O exílio prisional na inóspita e soturna Santa Helena, numa modesta casa de fazenda, com curral e tudo, no distrito de Longwood, longe da França 8 mil quilômetros, foi um terrível castigo para o antigo tenente corso, o Petit Caporal que estudara na Escola Militar de Brienne. Ele perdera o trono, o Império, a mulher e o filho, mas não a glória. Contudo, ele ainda tinha esperança de sair dali. Passou a usar, às vezes, um grande chapéu de palha e inventou criar ovelhas e plantar árvores e um jardim, para se lembrar do palácio de Malmaison e dos belos jardins da primeira mulher, Josephine, que morrera em 1814. Era preciso encher o tempo, vencer o ócio. Ditou então suas memórias e testamento ao Conde de Las Cases e a outros assessores, como Montholon, Bertrand e Gourgaud.

“As nuvens passam tão baixo por cima dos rochedos de Santa Helena que as extremidades aderem a eles como véus brancos de fantasmas”, escreve o escritor russo Dimitry Merejkovsky (1865-1941) à pág. 107 de sua biografia Napoleão. Ele acrescenta, a seguir, que Santa Helena é “o túmulo onde o enterraram vivo”. Por sua vez, em seu Napoleão – Uma biografia ilustrada, André Maurois escreve, à pág. 142:
“Algumas vezes, em Santa Helena, naquele deserto de amargura e tédio, desejou ter morrido em Moscou. ‘Sire’, respondia Las Cases, ‘a história ficaria privada do retorno de Elba, o mais heroico ato que homem algum jamais realizou…’ ‘Eh bien’, diz o Imperador, ‘imagino que tenha havido algo de valor naquilo. Mas digamos Waterloo…

Era lá que eu devia ter morrido.’ Esses construtores de glória desligam-se da própria existência, pairam acima dela e só a veem como obra de arte.
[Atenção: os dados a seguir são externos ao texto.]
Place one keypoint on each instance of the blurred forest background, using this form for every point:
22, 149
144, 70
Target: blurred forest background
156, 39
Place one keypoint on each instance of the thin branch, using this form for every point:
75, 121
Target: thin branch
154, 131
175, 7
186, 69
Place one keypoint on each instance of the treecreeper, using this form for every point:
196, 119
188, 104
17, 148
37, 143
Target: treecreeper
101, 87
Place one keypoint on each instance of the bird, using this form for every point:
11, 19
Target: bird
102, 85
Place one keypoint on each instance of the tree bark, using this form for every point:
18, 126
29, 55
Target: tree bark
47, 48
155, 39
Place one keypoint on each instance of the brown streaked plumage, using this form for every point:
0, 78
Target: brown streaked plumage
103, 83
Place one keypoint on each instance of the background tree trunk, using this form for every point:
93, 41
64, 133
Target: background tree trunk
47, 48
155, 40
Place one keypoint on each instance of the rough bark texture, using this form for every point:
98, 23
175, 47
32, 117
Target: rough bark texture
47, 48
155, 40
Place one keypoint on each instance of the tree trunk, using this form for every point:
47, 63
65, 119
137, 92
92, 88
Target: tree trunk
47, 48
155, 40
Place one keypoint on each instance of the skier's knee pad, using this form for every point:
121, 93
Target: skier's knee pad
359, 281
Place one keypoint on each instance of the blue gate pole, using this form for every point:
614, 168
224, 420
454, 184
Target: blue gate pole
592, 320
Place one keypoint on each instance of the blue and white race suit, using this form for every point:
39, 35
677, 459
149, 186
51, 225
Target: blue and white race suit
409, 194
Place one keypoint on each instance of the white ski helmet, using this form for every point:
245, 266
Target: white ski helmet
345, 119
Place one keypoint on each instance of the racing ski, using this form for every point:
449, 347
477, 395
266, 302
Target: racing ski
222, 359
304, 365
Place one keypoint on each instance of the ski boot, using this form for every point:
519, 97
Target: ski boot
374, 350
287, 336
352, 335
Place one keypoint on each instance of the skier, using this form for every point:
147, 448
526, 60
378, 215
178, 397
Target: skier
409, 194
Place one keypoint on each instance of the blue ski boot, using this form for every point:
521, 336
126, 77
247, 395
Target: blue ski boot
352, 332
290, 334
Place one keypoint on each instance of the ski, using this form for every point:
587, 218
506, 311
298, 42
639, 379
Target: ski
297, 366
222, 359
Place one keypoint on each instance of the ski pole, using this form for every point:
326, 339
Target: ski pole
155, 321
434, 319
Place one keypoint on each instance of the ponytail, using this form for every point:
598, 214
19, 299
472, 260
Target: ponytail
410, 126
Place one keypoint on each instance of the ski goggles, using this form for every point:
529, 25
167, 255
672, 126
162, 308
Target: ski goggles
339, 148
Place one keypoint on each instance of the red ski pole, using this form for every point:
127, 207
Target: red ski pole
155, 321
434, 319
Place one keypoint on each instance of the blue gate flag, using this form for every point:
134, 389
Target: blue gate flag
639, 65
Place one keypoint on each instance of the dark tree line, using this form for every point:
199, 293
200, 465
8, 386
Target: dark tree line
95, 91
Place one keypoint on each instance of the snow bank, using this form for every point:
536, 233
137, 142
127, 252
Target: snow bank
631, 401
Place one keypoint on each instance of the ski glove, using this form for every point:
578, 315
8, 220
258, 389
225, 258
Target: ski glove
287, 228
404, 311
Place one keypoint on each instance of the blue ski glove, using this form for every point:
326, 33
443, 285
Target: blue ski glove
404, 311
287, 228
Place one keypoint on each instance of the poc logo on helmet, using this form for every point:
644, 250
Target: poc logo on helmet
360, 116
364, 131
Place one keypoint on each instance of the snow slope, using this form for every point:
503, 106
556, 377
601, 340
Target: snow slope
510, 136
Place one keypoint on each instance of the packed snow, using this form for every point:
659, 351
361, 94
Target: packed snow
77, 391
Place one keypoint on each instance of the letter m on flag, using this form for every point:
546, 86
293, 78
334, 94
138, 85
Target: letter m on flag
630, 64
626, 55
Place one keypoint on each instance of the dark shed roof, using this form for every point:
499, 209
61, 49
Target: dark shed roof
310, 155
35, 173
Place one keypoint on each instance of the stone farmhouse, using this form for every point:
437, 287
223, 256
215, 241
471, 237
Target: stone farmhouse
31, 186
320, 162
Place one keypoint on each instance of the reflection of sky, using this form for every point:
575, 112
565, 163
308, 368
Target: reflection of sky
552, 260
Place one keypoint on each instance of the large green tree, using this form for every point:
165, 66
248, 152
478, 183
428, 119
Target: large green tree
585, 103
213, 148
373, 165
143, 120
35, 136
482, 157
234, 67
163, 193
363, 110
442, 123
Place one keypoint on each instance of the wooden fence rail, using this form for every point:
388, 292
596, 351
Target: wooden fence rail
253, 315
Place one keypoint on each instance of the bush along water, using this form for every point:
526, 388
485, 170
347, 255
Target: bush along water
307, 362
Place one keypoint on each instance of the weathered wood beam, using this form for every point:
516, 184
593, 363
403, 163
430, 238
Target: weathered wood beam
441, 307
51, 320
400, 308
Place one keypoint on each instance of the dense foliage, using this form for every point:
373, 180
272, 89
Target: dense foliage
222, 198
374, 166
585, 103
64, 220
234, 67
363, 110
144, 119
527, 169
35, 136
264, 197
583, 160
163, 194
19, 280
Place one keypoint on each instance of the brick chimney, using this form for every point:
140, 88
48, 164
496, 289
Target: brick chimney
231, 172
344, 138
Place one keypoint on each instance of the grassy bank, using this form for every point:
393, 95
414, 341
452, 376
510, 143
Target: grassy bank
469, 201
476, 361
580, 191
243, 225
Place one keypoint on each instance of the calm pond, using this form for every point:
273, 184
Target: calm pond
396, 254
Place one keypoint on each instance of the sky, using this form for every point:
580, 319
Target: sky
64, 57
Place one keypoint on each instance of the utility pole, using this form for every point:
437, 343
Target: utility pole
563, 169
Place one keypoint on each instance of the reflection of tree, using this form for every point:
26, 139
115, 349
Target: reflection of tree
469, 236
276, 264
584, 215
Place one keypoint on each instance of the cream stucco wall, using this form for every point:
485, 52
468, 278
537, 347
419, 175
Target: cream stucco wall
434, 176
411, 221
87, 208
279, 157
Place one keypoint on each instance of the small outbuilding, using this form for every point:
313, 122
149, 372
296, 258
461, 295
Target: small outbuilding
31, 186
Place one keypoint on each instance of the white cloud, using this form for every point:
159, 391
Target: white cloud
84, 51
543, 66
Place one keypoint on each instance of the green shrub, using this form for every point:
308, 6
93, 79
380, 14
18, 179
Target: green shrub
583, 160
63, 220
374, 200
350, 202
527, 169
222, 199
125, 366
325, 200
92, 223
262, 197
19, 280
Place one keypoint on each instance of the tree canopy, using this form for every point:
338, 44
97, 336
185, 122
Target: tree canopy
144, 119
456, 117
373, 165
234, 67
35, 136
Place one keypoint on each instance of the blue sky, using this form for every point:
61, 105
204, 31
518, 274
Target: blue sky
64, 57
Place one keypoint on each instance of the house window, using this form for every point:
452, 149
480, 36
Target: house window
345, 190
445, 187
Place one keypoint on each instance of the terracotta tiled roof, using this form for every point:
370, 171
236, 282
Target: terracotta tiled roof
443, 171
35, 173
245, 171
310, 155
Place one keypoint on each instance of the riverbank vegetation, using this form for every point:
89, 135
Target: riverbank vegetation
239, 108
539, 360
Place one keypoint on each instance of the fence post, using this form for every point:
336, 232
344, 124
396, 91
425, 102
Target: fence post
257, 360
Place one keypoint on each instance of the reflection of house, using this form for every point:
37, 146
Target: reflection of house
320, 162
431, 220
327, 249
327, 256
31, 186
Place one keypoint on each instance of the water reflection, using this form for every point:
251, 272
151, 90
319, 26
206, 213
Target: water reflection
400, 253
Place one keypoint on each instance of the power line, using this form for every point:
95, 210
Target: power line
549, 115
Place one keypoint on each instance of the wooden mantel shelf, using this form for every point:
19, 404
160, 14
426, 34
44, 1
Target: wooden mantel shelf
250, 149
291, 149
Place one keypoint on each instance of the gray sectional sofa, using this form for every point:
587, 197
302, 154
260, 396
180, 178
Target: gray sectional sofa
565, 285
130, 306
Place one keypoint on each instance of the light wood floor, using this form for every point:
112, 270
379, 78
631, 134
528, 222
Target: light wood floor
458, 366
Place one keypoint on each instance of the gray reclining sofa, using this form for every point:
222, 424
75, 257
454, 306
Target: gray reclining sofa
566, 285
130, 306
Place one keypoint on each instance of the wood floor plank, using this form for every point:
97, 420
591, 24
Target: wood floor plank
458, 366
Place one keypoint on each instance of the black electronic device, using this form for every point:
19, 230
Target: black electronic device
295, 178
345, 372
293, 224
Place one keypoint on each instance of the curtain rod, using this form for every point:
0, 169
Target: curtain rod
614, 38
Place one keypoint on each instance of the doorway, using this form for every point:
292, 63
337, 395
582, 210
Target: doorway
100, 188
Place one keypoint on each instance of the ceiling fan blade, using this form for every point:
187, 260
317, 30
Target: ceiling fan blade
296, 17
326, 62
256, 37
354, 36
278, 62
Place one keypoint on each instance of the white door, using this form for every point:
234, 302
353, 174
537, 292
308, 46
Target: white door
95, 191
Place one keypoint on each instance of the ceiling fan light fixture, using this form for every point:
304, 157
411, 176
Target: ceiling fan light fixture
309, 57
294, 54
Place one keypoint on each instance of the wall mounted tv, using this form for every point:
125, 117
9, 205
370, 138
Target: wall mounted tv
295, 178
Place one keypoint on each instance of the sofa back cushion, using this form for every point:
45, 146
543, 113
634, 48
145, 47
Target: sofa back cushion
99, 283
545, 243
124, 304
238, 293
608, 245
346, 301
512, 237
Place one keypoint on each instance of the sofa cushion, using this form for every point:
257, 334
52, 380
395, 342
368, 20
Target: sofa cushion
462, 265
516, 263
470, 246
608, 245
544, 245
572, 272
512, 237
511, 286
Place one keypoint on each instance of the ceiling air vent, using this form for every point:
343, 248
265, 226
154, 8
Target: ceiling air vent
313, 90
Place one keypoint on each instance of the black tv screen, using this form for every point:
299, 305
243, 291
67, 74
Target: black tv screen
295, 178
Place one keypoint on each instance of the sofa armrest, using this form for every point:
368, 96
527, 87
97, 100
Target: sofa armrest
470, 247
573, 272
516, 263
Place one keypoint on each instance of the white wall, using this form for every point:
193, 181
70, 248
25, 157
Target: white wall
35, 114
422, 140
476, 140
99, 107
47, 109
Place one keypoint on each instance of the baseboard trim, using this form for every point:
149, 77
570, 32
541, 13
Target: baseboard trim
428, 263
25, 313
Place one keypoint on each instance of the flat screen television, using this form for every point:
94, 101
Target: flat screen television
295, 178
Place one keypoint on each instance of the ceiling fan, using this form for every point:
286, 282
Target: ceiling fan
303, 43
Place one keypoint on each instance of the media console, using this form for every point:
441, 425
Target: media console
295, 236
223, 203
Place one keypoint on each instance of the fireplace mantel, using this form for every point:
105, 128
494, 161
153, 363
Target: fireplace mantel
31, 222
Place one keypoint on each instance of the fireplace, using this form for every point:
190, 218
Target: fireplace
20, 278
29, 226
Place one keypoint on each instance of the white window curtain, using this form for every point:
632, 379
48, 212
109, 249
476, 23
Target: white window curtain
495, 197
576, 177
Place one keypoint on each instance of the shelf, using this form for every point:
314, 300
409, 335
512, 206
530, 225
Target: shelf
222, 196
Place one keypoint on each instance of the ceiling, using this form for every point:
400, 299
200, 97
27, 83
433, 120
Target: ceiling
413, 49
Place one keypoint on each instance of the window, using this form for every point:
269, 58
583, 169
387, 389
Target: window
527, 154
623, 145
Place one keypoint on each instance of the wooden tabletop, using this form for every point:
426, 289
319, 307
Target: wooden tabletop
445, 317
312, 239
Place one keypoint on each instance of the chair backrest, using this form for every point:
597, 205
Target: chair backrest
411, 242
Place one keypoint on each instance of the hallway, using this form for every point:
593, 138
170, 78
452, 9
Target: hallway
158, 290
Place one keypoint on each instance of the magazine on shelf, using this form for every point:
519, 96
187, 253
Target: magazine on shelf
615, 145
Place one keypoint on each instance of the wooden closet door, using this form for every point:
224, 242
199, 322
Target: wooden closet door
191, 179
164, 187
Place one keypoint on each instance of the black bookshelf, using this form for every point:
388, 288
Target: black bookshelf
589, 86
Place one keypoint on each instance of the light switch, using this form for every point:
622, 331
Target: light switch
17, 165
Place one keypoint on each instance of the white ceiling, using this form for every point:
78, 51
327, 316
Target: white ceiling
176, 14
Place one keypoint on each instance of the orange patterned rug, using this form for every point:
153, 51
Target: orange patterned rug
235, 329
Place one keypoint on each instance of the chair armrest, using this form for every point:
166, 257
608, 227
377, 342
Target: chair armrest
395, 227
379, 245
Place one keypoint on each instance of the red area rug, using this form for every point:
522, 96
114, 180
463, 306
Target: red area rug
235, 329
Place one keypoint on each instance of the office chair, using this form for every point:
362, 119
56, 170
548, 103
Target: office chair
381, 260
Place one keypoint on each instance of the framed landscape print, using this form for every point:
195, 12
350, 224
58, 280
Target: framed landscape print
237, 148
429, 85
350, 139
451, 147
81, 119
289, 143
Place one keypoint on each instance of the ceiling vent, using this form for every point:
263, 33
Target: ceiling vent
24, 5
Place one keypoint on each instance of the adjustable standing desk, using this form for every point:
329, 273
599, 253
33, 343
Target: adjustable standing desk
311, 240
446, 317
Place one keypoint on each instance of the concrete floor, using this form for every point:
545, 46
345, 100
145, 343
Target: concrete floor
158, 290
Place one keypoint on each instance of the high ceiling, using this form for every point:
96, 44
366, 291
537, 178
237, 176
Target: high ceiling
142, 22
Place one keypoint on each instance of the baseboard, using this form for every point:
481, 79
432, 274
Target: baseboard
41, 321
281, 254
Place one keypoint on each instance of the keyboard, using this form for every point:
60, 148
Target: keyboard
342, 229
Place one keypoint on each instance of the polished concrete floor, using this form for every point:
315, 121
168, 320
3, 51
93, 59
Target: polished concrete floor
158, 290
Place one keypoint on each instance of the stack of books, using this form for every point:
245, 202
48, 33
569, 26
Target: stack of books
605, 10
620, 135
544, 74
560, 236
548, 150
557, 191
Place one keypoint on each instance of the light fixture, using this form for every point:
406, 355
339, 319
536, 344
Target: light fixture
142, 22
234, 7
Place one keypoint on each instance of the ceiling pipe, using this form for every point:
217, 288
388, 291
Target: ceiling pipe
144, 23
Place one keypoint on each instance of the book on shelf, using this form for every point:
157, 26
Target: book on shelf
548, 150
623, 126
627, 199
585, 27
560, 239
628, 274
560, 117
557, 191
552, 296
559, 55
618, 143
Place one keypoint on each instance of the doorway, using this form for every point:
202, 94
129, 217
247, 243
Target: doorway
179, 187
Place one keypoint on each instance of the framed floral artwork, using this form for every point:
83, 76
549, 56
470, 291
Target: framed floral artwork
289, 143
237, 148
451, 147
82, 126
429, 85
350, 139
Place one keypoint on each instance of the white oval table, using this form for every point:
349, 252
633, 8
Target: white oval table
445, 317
Mas Napoleão, em seus dias de perfeita lucidez, sabia que Santa Helena era o sórdido, o sublime e o indispensável epílogo de sua história. Ao perder uma jogada, ganhou o jogo. O túmulo do Imperador, na cripta de Les Invalides, permanece para os franceses um lugar de peregrinação, e não só por causa de Arcole, de Austerlitz e de Montmirail. A França moderna sabe que foi modelada por essa bela mão.” (São Paulo, Globolivros, 2013.) Foram cinco anos e meio de sofrimento e meditação. As gerações futuras também meditariam sobre Santa Helena, sobre o poder e a queda, o fastígio e a derrota, a ambição e o abandono. Sobre o melancólico fim de um homem que forjou sua epopeia. Por isso, o biógrafo Jean Paul Kauffmann escreveu: “Não visitamos Longwood; Longwood nos visita.”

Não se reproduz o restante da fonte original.